Decoding multiculturalism through linguistic landscapes: a deep learning-based OCR analysis of street view images

Hyebin Kim, Eunseon Seong, Harim Lee, Dong-Kyu Chae, Sugie Lee

Published: 2025, Last Modified: 04 Oct 2025Urban Inform. 2025EveryoneRevisionsBibTeXCC BY-SA 4.0

Abstract: Understanding multiculturalism is essential when analyzing the spatial and cultural dynamics of globalized urban environments. This study examines Seoul’s linguistic landscapes using a novel framework that integrates large-scale street view image (SVI) datasets, an enhanced deep learning–based optical character recognition (OCR) model, and geospatial analytics. By leveraging the SVI dataset within an OCR detection and recognition framework, the research identifies language distribution patterns and their cultural significance at the street level. The findings indicate that most of the detected signs are in Korean, followed by English and Chinese. Furthermore, Korean dominates traditional markets, reflecting local lifestyles, whereas English signifies modernity in tourist and luxury areas.
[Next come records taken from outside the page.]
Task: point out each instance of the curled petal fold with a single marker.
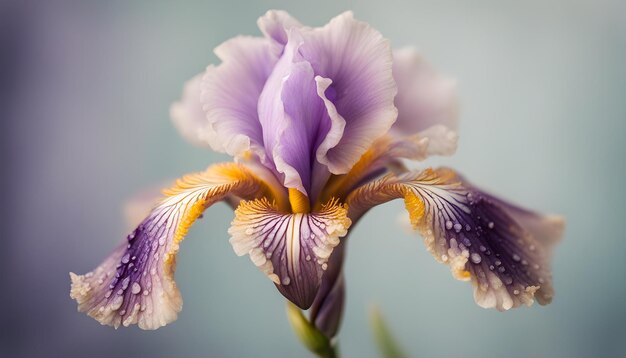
(135, 284)
(353, 66)
(504, 250)
(291, 249)
(230, 92)
(275, 24)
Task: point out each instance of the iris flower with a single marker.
(320, 122)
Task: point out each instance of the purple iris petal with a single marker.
(291, 249)
(230, 92)
(504, 250)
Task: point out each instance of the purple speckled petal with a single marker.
(291, 249)
(230, 92)
(478, 236)
(425, 98)
(327, 309)
(354, 65)
(135, 284)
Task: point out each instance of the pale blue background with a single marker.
(87, 86)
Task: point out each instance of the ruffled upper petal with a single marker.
(188, 116)
(354, 65)
(135, 284)
(230, 92)
(275, 24)
(478, 236)
(293, 118)
(291, 249)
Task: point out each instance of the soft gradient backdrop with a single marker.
(86, 86)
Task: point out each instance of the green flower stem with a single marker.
(384, 339)
(311, 337)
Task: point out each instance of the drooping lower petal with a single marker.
(502, 249)
(291, 249)
(135, 284)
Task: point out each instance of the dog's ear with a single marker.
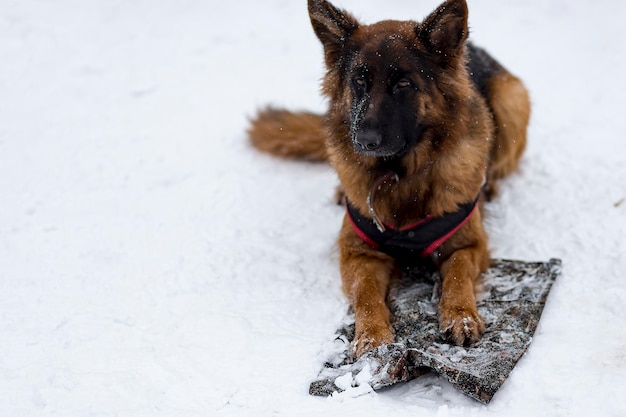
(445, 30)
(332, 26)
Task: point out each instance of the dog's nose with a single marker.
(368, 140)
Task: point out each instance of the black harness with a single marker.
(421, 238)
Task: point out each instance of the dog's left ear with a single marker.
(445, 30)
(332, 26)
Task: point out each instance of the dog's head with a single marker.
(389, 80)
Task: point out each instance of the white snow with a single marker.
(152, 263)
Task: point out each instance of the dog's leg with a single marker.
(458, 316)
(365, 275)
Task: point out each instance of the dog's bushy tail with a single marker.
(298, 135)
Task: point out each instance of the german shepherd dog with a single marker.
(420, 125)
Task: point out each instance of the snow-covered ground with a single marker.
(152, 263)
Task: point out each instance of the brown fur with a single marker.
(470, 137)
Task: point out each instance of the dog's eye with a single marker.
(403, 83)
(359, 81)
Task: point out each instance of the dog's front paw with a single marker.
(460, 325)
(370, 338)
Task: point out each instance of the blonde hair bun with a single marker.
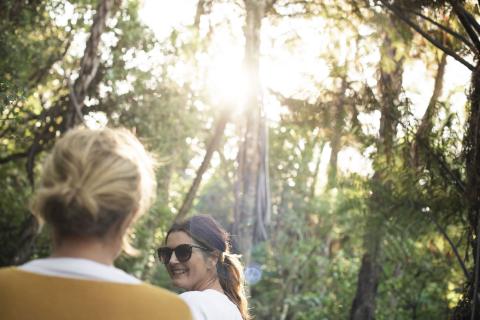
(92, 181)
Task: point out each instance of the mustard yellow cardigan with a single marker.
(26, 296)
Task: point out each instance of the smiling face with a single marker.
(198, 273)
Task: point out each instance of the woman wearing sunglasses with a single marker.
(94, 184)
(198, 259)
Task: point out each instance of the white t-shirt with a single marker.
(211, 305)
(77, 268)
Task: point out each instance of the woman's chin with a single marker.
(180, 283)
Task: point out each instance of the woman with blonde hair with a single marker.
(95, 183)
(198, 259)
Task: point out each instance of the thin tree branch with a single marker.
(13, 157)
(477, 271)
(460, 12)
(452, 245)
(432, 40)
(446, 29)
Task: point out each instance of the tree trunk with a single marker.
(88, 69)
(426, 126)
(211, 148)
(252, 191)
(336, 135)
(390, 85)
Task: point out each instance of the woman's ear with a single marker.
(212, 260)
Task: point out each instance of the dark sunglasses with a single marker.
(183, 252)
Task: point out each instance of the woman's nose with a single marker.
(173, 258)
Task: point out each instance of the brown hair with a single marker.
(92, 181)
(208, 232)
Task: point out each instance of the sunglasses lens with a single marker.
(164, 254)
(183, 252)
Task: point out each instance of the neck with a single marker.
(98, 250)
(211, 283)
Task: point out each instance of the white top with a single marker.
(77, 268)
(211, 305)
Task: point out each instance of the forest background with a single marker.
(337, 140)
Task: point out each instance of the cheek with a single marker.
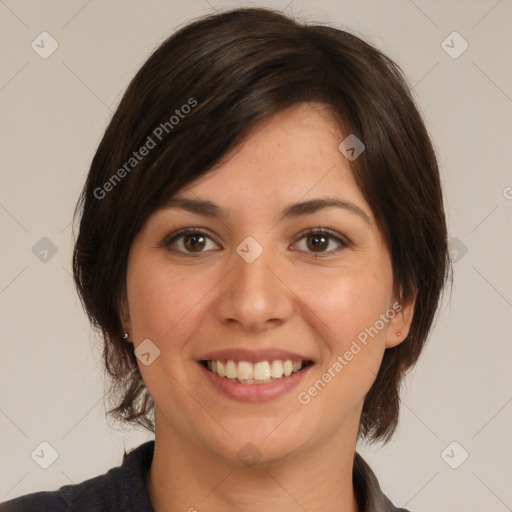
(349, 302)
(163, 303)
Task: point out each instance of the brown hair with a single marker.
(194, 99)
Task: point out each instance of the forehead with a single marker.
(286, 157)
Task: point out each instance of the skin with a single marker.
(294, 297)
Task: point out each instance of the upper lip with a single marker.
(252, 356)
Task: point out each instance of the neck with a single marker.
(185, 477)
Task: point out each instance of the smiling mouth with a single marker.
(261, 372)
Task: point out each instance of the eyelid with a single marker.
(326, 231)
(318, 231)
(169, 239)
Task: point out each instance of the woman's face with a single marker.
(283, 268)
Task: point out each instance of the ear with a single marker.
(124, 312)
(400, 323)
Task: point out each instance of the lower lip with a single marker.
(255, 392)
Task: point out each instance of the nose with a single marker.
(254, 296)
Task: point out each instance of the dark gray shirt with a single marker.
(124, 489)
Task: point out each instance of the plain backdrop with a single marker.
(54, 111)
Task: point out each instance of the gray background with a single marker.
(54, 112)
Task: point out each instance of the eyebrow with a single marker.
(294, 210)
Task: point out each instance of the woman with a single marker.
(262, 246)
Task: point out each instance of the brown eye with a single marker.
(321, 242)
(194, 242)
(190, 242)
(317, 243)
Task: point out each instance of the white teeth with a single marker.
(261, 372)
(231, 370)
(244, 370)
(276, 370)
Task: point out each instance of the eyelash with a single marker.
(319, 231)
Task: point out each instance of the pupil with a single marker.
(317, 241)
(195, 242)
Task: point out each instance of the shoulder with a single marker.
(121, 488)
(368, 491)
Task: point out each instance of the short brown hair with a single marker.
(232, 69)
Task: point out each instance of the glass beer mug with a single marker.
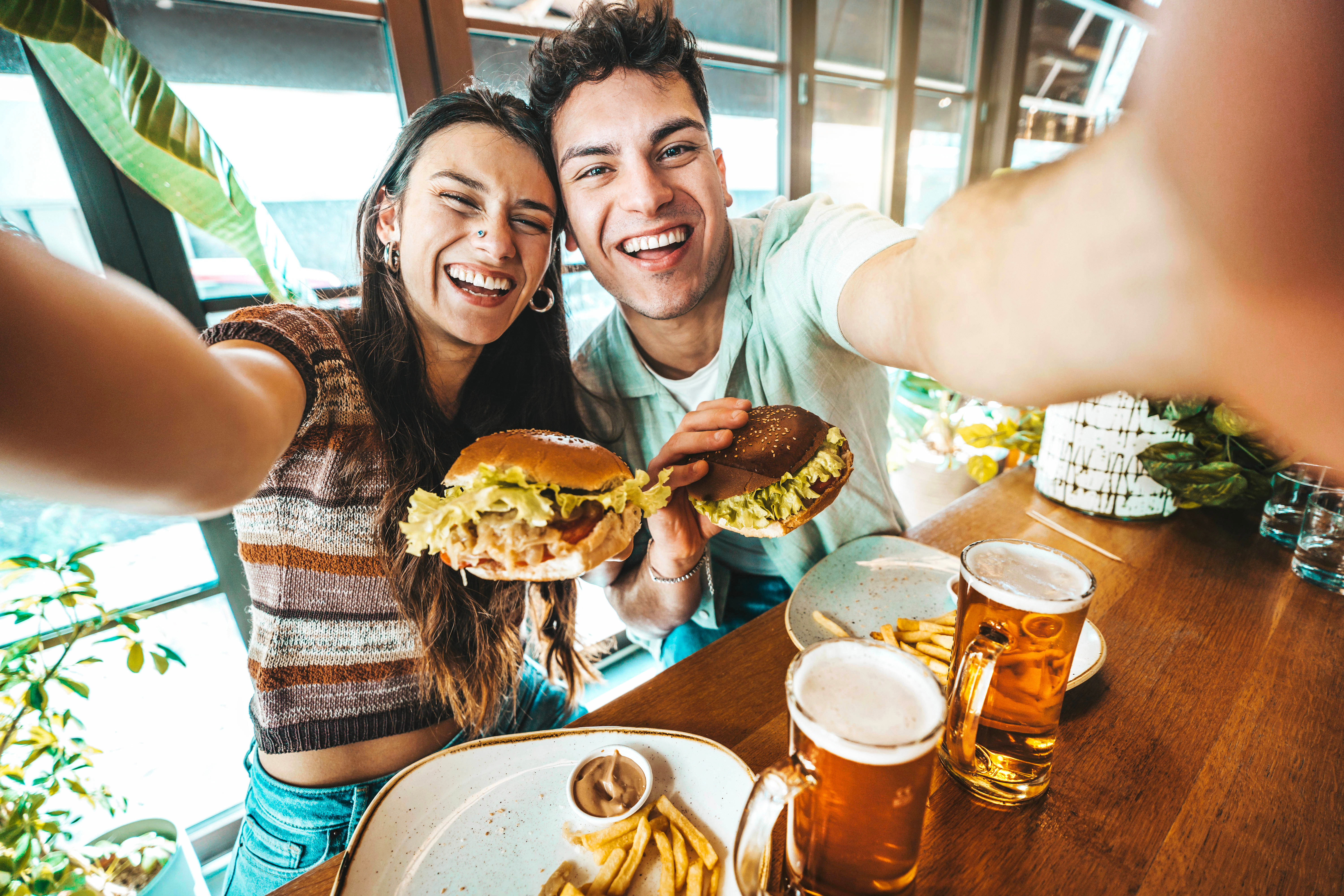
(1021, 608)
(865, 721)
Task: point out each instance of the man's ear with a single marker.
(389, 230)
(724, 178)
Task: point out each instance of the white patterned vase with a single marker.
(1089, 457)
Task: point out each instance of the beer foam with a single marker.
(868, 703)
(1027, 577)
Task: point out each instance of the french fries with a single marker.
(689, 864)
(830, 625)
(667, 875)
(605, 875)
(696, 878)
(929, 641)
(679, 858)
(690, 831)
(556, 883)
(632, 862)
(626, 840)
(612, 832)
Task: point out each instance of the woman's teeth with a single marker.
(475, 279)
(640, 244)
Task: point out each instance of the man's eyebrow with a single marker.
(536, 206)
(595, 150)
(666, 131)
(471, 183)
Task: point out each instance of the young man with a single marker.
(709, 308)
(1108, 271)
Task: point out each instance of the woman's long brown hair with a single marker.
(471, 635)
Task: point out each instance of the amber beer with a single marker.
(865, 721)
(1021, 609)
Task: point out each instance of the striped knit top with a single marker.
(333, 660)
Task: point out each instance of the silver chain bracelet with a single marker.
(704, 562)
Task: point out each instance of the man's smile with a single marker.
(659, 250)
(639, 245)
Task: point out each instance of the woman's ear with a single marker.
(389, 230)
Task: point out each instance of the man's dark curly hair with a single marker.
(605, 38)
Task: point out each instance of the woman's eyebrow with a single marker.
(471, 183)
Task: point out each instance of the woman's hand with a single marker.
(679, 532)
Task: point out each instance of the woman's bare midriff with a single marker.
(358, 762)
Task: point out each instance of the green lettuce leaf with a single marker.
(779, 500)
(431, 518)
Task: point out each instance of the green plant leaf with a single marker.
(83, 553)
(150, 135)
(1229, 422)
(1177, 408)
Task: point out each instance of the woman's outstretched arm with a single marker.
(110, 398)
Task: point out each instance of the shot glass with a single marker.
(1320, 546)
(1290, 489)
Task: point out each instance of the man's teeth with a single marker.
(475, 279)
(640, 244)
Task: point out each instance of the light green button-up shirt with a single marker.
(782, 346)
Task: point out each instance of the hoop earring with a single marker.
(550, 300)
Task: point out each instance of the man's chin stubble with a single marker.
(678, 308)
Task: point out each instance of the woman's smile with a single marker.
(480, 287)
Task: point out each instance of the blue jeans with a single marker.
(749, 597)
(288, 831)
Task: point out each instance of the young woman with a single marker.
(319, 426)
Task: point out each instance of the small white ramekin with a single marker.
(636, 757)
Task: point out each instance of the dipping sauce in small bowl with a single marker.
(611, 784)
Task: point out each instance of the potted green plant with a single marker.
(44, 757)
(1228, 463)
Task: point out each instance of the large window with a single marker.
(851, 100)
(1080, 64)
(303, 105)
(36, 191)
(940, 134)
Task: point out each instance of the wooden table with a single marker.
(1205, 758)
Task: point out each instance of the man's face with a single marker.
(646, 193)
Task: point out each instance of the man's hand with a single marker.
(679, 532)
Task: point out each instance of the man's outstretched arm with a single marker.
(1049, 285)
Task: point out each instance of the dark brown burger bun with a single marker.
(776, 440)
(831, 489)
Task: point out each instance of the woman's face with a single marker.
(474, 228)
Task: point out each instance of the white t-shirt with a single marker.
(693, 390)
(739, 551)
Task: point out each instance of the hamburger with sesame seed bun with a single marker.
(532, 506)
(786, 467)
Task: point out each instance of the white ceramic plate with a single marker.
(862, 598)
(486, 819)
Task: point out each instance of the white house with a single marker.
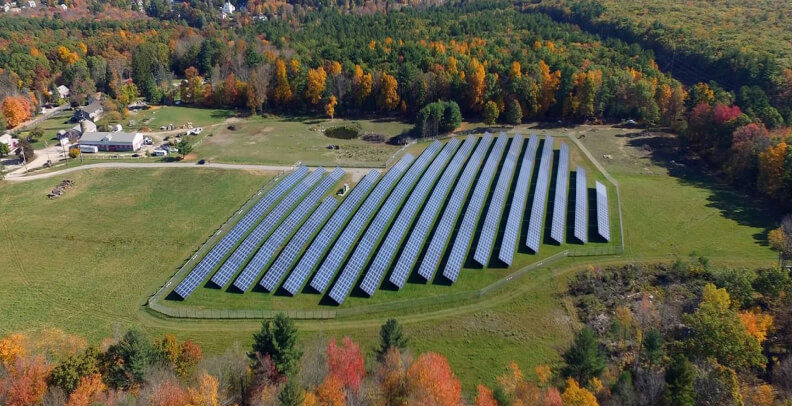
(227, 10)
(118, 141)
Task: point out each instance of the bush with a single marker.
(344, 132)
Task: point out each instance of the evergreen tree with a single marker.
(278, 338)
(391, 335)
(584, 360)
(679, 382)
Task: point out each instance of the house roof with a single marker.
(110, 137)
(92, 108)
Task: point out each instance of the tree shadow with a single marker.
(746, 210)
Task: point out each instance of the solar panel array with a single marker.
(219, 251)
(349, 236)
(381, 221)
(470, 220)
(581, 206)
(325, 237)
(502, 186)
(264, 255)
(418, 236)
(288, 223)
(558, 225)
(603, 219)
(296, 244)
(540, 197)
(443, 232)
(512, 231)
(405, 218)
(255, 238)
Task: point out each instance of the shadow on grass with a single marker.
(746, 210)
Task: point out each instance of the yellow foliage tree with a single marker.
(317, 79)
(574, 395)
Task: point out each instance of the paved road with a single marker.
(357, 173)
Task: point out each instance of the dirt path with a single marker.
(357, 173)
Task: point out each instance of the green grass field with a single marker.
(87, 262)
(284, 142)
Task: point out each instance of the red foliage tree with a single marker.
(722, 113)
(346, 363)
(431, 381)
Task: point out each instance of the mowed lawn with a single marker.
(286, 141)
(87, 261)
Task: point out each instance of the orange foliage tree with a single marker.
(16, 109)
(430, 381)
(346, 363)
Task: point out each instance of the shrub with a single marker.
(344, 132)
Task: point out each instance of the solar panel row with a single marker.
(427, 220)
(359, 221)
(323, 240)
(405, 218)
(517, 209)
(471, 218)
(495, 211)
(581, 205)
(264, 255)
(287, 256)
(381, 221)
(540, 197)
(219, 251)
(256, 237)
(603, 219)
(558, 225)
(443, 231)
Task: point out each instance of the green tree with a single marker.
(391, 336)
(491, 113)
(513, 112)
(67, 374)
(719, 333)
(584, 360)
(184, 147)
(679, 383)
(291, 394)
(125, 363)
(278, 338)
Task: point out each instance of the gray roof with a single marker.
(92, 108)
(111, 137)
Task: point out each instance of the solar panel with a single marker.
(256, 237)
(495, 211)
(581, 206)
(427, 220)
(325, 237)
(405, 218)
(381, 221)
(517, 209)
(470, 221)
(446, 225)
(284, 230)
(540, 197)
(219, 251)
(558, 225)
(298, 241)
(349, 236)
(603, 219)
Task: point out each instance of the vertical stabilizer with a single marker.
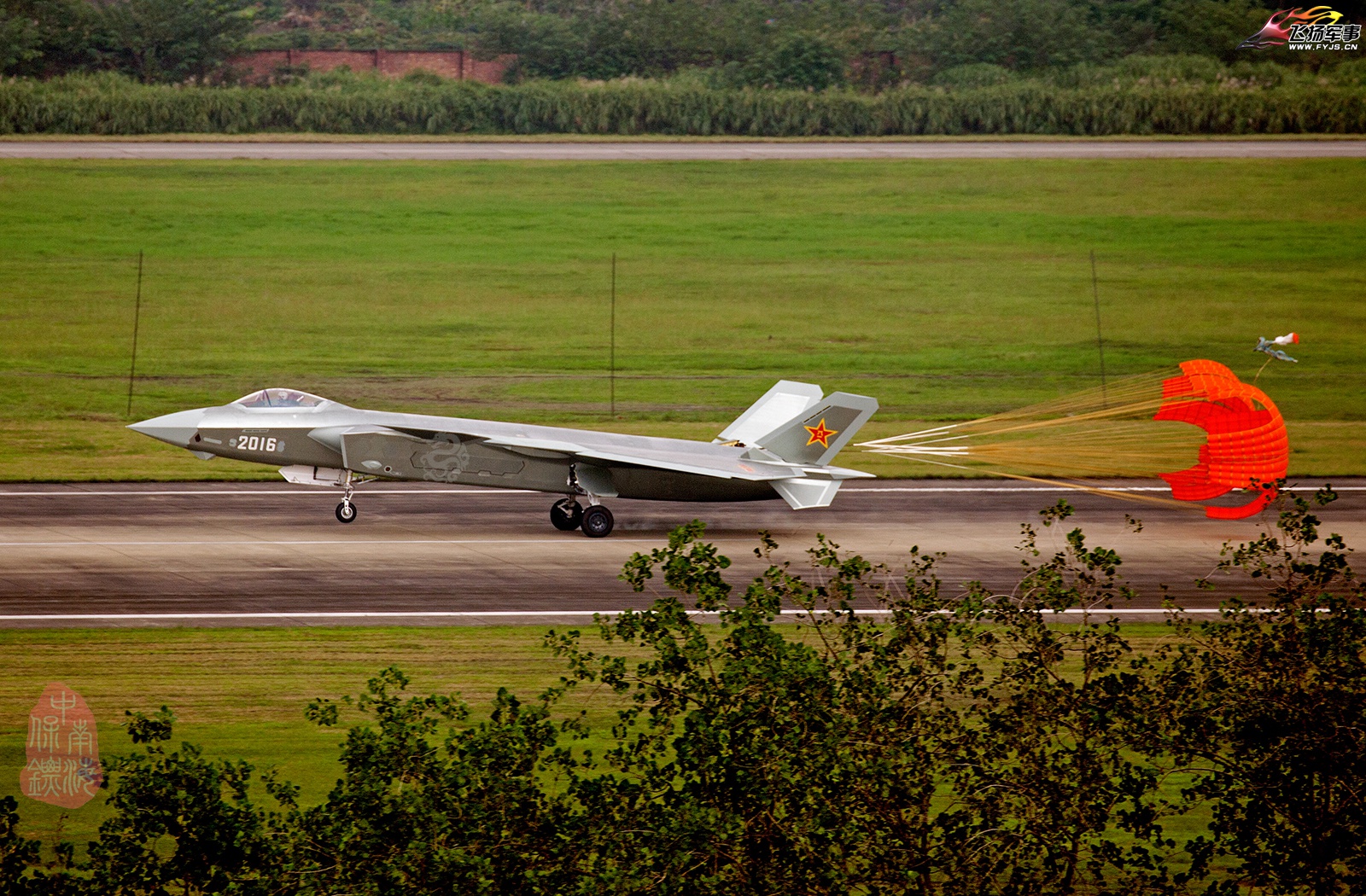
(816, 434)
(779, 404)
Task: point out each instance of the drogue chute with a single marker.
(1200, 429)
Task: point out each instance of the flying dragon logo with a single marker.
(1277, 29)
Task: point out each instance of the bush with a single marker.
(960, 743)
(348, 104)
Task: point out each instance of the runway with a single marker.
(273, 555)
(682, 150)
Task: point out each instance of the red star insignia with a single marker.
(820, 434)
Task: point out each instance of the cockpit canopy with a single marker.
(282, 398)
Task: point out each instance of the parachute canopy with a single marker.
(1199, 428)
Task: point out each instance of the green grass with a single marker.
(946, 288)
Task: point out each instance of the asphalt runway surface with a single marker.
(273, 555)
(659, 150)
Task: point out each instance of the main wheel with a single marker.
(566, 515)
(598, 522)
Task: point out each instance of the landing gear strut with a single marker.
(566, 514)
(346, 509)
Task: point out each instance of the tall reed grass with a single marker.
(106, 104)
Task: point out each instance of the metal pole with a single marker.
(612, 352)
(137, 316)
(1100, 343)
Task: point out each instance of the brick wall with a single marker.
(391, 63)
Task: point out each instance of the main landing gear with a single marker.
(567, 514)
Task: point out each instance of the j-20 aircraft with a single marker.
(780, 447)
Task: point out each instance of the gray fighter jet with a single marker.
(782, 447)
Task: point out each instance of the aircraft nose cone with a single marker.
(177, 429)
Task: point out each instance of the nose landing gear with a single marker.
(346, 509)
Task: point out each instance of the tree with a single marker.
(47, 36)
(1018, 34)
(801, 61)
(171, 40)
(1268, 709)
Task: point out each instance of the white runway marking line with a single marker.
(498, 614)
(320, 541)
(505, 492)
(236, 492)
(1126, 488)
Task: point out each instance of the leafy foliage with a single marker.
(960, 742)
(347, 104)
(1268, 707)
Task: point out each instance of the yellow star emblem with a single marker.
(820, 434)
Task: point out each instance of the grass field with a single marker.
(946, 288)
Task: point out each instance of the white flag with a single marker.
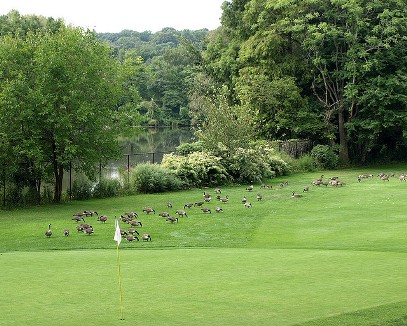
(117, 234)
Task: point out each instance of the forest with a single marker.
(331, 72)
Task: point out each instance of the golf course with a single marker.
(333, 255)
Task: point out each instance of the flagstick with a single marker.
(120, 282)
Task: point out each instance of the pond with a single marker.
(141, 146)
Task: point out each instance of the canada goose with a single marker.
(172, 219)
(78, 218)
(48, 233)
(131, 215)
(79, 228)
(181, 212)
(148, 210)
(90, 213)
(135, 223)
(224, 199)
(146, 237)
(131, 237)
(89, 230)
(207, 196)
(124, 219)
(102, 218)
(132, 231)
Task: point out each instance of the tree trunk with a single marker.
(343, 141)
(59, 176)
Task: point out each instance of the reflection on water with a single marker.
(143, 145)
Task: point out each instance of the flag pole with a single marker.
(118, 239)
(120, 282)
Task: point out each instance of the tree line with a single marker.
(330, 71)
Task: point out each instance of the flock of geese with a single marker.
(130, 233)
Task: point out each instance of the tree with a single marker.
(58, 100)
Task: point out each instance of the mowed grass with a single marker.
(336, 256)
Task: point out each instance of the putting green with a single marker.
(221, 286)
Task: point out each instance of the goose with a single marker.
(294, 195)
(148, 210)
(90, 213)
(48, 233)
(131, 237)
(135, 223)
(172, 219)
(181, 212)
(89, 230)
(102, 218)
(132, 231)
(131, 215)
(78, 218)
(146, 237)
(224, 199)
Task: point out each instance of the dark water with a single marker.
(141, 146)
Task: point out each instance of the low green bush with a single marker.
(153, 178)
(106, 188)
(324, 156)
(81, 189)
(197, 168)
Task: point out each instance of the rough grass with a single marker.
(336, 256)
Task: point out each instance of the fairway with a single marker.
(335, 256)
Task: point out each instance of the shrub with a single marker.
(188, 148)
(152, 178)
(107, 188)
(197, 168)
(256, 163)
(324, 156)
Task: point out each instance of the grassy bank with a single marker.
(335, 256)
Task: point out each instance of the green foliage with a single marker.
(324, 156)
(197, 168)
(82, 189)
(152, 178)
(107, 188)
(188, 148)
(255, 164)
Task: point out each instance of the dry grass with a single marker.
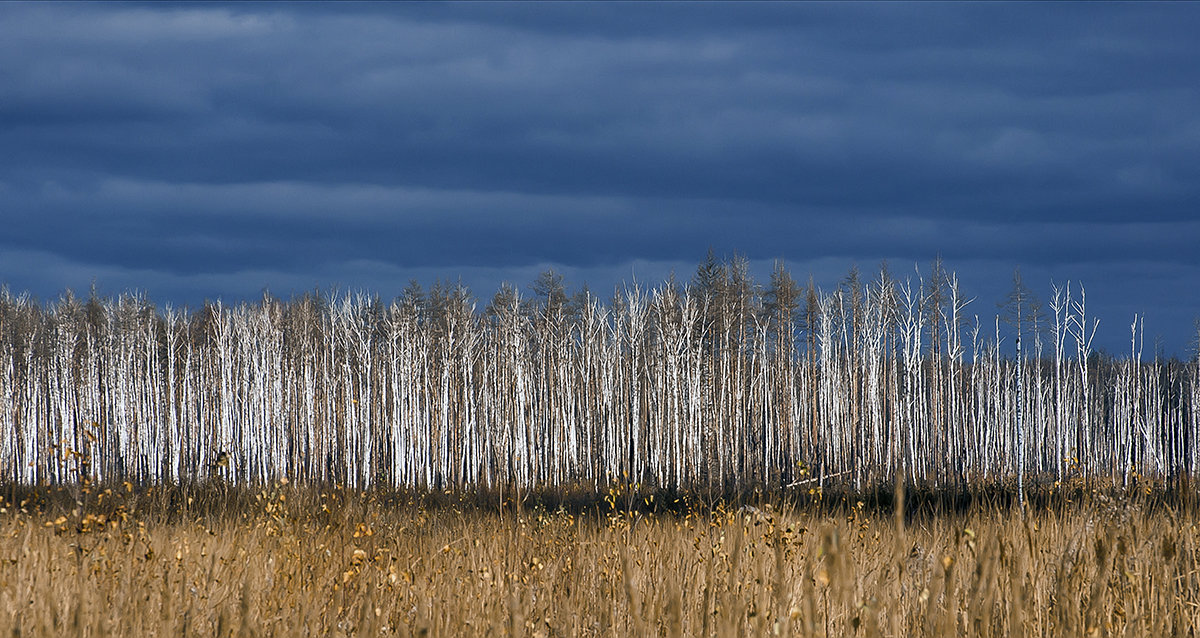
(287, 561)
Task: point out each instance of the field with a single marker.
(291, 561)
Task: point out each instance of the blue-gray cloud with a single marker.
(197, 150)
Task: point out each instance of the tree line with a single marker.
(717, 383)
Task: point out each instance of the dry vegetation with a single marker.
(289, 561)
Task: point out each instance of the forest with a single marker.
(717, 383)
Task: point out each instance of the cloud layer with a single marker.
(201, 151)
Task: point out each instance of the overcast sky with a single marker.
(202, 151)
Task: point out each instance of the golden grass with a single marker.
(287, 561)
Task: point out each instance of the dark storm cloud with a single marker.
(210, 150)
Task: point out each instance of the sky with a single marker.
(211, 151)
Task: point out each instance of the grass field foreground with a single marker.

Chinese is predominantly clustered in immigrant neighborhoods, highlighting community dynamics. This study proposes a scalable, quantitative framework combining open-source technologies and language proportion–based analyses and demonstrates its contextual validity and applicability to multilingual urban environments. The approach advances linguistic landscape research, offering insights into cultural identity and social dynamics, and it has policy implications for promoting integration in multicultural societies.